Sans doute les eaux de ce lac étaient aussi limpides que celles des nôtres ; elles se ridaient au doux souffle du vent et reflétaient le ciel ; mais nous ne voyions ni les sommets neigeux de nos montagnes, ni les forêts de sapins au sombre feuillage ; nous n’entendions ni la clochette des troupeaux, ni la corne retentissante du pâtre des Alpes.

Des cygnes, en bandes nombreuses, sillonnaient la surface du lac ; au lieu d’être blancs comme ceux d’Europe, ils étaient d’un noir très-vif, à l’exception de six grandes plumes blanches de l’aile ; du reste, même fierté dans le maintien, même grâce dans les mouvements, même sollicitude dans les mères cygnes, qui, inquiètes, attentives, rassemblaient autour d’elles leurs petits et leur cherchaient de la nourriture. Ne voulant point troubler un spectacle si charmant, je défendis à Ernest de faire le coup de feu, comme il en avait envie ; je lui dis cependant que nous chercherions le moyen d’avoir une paire de ces cygnes pour les établir sur notre ruisseau de Falkenhorst.
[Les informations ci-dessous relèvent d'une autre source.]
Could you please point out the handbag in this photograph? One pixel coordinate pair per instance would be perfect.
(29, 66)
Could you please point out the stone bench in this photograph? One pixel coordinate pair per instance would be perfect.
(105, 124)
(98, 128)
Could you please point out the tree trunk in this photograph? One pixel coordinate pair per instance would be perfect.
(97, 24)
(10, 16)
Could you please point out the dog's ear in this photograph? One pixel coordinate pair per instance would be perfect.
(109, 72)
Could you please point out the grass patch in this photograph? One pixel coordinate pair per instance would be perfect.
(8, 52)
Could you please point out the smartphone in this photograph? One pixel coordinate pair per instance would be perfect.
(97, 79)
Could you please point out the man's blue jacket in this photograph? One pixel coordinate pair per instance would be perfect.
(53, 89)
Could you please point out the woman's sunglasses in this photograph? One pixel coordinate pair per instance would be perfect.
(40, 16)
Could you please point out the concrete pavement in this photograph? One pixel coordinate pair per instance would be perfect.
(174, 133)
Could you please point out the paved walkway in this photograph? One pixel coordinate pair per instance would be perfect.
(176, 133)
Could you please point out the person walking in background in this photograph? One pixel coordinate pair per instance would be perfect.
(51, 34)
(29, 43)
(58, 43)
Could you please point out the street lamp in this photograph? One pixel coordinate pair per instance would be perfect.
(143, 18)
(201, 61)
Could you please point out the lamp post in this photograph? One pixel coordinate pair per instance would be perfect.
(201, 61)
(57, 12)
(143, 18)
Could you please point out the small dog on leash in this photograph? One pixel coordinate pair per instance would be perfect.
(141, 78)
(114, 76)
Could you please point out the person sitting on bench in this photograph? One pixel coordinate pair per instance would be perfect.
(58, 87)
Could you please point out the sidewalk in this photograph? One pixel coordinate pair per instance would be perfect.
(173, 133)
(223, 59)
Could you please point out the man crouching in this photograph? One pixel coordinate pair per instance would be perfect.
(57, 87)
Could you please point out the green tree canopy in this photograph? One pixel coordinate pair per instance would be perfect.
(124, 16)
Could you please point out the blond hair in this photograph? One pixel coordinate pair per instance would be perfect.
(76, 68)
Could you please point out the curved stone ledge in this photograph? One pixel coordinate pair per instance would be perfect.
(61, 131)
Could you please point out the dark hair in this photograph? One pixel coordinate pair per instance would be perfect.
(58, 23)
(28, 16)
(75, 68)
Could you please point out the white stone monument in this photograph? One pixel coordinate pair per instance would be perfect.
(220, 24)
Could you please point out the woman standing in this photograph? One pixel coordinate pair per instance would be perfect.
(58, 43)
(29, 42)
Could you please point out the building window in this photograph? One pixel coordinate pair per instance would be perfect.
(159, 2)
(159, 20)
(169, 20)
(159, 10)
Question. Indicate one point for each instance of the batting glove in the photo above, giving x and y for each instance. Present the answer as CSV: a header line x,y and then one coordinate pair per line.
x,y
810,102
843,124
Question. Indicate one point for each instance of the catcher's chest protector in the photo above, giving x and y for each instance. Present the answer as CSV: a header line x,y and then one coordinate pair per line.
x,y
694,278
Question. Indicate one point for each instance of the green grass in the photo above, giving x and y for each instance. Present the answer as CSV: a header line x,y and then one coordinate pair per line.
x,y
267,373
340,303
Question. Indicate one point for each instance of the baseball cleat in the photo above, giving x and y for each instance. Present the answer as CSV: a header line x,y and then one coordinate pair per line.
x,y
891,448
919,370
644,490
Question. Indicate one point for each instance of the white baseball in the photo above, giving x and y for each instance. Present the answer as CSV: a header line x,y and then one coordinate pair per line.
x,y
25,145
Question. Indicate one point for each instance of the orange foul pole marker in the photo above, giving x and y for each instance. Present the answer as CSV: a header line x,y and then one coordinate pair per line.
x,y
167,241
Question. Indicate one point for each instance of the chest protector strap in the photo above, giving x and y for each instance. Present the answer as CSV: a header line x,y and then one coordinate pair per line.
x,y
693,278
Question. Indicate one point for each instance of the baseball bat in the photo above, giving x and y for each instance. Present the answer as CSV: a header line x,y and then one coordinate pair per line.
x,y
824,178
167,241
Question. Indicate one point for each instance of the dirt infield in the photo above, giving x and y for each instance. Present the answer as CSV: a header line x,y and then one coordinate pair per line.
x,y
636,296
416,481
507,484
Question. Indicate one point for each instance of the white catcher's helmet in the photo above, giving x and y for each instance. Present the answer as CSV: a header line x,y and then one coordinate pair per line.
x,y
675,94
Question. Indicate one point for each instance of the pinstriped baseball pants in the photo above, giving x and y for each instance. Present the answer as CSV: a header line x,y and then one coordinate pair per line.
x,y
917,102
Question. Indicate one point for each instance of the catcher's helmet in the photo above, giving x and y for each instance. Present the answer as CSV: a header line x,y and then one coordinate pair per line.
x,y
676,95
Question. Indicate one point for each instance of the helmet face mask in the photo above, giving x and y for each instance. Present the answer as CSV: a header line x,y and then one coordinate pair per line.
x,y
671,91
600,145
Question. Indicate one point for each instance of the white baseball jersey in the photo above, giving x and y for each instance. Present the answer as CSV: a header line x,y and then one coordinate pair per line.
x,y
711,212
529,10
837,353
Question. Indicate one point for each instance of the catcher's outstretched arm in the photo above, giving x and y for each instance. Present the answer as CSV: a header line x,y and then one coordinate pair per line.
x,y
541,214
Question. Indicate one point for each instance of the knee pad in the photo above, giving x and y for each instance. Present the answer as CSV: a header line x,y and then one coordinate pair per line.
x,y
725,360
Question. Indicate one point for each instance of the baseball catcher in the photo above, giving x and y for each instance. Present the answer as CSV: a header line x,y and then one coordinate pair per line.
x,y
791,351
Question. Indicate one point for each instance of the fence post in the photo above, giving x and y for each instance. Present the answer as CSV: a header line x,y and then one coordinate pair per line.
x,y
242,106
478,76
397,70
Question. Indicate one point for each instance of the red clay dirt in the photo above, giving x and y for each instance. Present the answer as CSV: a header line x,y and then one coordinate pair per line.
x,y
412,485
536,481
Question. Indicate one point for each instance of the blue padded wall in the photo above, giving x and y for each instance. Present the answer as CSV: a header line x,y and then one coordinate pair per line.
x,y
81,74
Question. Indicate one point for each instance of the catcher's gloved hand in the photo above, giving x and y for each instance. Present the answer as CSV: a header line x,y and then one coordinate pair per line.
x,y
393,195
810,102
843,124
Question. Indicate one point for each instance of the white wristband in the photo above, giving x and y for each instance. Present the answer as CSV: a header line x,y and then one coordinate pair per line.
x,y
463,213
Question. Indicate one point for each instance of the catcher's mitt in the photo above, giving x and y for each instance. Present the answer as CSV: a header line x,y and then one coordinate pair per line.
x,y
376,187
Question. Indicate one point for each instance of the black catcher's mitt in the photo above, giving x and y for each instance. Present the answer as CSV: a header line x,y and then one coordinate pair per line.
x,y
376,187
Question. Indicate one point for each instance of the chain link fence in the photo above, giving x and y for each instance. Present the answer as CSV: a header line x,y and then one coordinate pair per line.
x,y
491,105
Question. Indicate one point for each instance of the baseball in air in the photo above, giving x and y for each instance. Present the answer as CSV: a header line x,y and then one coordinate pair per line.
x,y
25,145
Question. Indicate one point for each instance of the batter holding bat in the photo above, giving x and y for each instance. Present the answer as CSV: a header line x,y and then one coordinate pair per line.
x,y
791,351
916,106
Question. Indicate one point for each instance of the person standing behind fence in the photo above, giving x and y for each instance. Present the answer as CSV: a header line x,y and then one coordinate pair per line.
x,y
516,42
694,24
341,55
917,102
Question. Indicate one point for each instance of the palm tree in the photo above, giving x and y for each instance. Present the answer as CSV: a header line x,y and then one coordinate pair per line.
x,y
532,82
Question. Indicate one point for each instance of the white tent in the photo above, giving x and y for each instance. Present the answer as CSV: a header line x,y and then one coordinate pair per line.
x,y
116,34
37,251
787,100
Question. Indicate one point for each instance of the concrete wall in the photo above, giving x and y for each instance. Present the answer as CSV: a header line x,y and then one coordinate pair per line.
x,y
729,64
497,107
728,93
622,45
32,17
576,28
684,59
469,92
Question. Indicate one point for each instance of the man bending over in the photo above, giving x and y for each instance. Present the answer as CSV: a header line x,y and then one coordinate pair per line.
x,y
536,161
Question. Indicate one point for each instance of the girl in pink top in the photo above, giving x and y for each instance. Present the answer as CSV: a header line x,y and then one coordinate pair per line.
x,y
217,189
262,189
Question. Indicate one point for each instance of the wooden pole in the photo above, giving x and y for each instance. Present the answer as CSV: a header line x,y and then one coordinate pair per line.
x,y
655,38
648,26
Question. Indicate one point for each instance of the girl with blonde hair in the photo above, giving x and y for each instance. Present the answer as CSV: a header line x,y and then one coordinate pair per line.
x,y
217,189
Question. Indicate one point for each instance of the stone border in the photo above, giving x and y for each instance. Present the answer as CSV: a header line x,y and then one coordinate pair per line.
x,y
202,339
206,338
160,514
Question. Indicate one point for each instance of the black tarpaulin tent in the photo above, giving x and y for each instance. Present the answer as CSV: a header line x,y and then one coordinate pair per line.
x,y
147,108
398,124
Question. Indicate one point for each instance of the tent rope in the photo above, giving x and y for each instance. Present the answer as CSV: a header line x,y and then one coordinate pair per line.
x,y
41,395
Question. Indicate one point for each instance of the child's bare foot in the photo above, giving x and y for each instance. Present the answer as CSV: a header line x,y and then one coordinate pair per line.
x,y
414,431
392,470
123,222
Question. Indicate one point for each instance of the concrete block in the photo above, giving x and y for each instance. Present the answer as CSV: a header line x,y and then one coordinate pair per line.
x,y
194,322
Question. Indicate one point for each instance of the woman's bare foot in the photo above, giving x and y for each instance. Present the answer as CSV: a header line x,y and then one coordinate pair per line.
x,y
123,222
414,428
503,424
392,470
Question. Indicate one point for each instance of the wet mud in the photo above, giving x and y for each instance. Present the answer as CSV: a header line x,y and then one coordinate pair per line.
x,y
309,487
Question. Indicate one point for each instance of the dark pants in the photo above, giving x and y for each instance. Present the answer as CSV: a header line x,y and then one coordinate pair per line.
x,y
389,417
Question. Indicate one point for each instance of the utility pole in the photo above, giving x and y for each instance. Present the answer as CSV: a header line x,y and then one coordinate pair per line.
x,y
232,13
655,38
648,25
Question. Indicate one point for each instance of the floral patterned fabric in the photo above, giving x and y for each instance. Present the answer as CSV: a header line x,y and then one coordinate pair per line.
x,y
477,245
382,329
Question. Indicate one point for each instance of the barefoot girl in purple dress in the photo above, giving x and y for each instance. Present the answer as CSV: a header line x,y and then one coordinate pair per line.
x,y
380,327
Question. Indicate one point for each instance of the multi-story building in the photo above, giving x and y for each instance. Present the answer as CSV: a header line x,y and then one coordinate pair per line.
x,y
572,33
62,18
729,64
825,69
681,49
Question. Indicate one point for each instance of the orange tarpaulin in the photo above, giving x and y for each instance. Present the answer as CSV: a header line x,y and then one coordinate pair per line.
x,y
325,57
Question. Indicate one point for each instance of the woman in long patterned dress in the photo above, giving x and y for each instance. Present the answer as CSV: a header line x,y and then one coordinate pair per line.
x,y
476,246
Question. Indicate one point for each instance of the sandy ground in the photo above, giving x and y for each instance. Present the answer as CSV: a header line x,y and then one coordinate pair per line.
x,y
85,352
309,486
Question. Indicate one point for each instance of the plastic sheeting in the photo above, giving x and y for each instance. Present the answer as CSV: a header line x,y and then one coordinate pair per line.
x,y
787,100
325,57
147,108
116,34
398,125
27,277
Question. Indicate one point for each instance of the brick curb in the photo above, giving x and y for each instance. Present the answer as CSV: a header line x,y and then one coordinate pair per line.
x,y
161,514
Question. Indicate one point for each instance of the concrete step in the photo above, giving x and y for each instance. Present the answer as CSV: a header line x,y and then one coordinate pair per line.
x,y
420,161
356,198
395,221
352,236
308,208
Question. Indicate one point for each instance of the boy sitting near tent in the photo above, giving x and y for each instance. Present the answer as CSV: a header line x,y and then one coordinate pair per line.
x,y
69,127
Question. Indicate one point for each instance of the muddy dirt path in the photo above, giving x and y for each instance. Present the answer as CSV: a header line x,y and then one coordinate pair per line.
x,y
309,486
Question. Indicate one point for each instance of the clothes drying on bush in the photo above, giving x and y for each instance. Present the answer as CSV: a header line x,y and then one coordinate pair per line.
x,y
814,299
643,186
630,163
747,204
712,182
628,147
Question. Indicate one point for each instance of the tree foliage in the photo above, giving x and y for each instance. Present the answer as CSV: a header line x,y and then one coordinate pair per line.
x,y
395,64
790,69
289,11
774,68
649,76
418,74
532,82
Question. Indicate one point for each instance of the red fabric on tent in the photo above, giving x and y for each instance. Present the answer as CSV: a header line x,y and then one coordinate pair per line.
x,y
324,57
Tant qu’aux oiseaux qui volaient çà et là dans le marécage, nous les déclarâmes de bonne prise pour l’avenir ; nous n’avions pas besoin d’en tuer ce jour-là, nos outardes nous suffisaient. Mais Bill, s’étant jeté à l’eau, revint, du milieu des roseaux, tenant à la gueule une bête fort singulière. Elle ressemblait à une loutre sous plusieurs rapports : les doigts des quatre pieds étaient réunis par des membranes comme ceux des oiseaux aquatiques ; sa longue queue poilue se dressait en l’air ; elle avait une tête fort petite avec des yeux et des oreilles à peine visibles, et, comme trait fort remarquable, un long bec de canard au bout de son museau. Il nous fut impossible de savoir dans quelle espèce il fallait ranger cet étrange animal, qui tenait à la fois de l’oiseau et du quadrupède. Nous ne nous rappelions point d’avoir rien lu dans les ouvrages d’histoire naturelle qui pût nous mettre sur la voie. Je lui donnai, de mon autorité privée, le nom de bête à bec.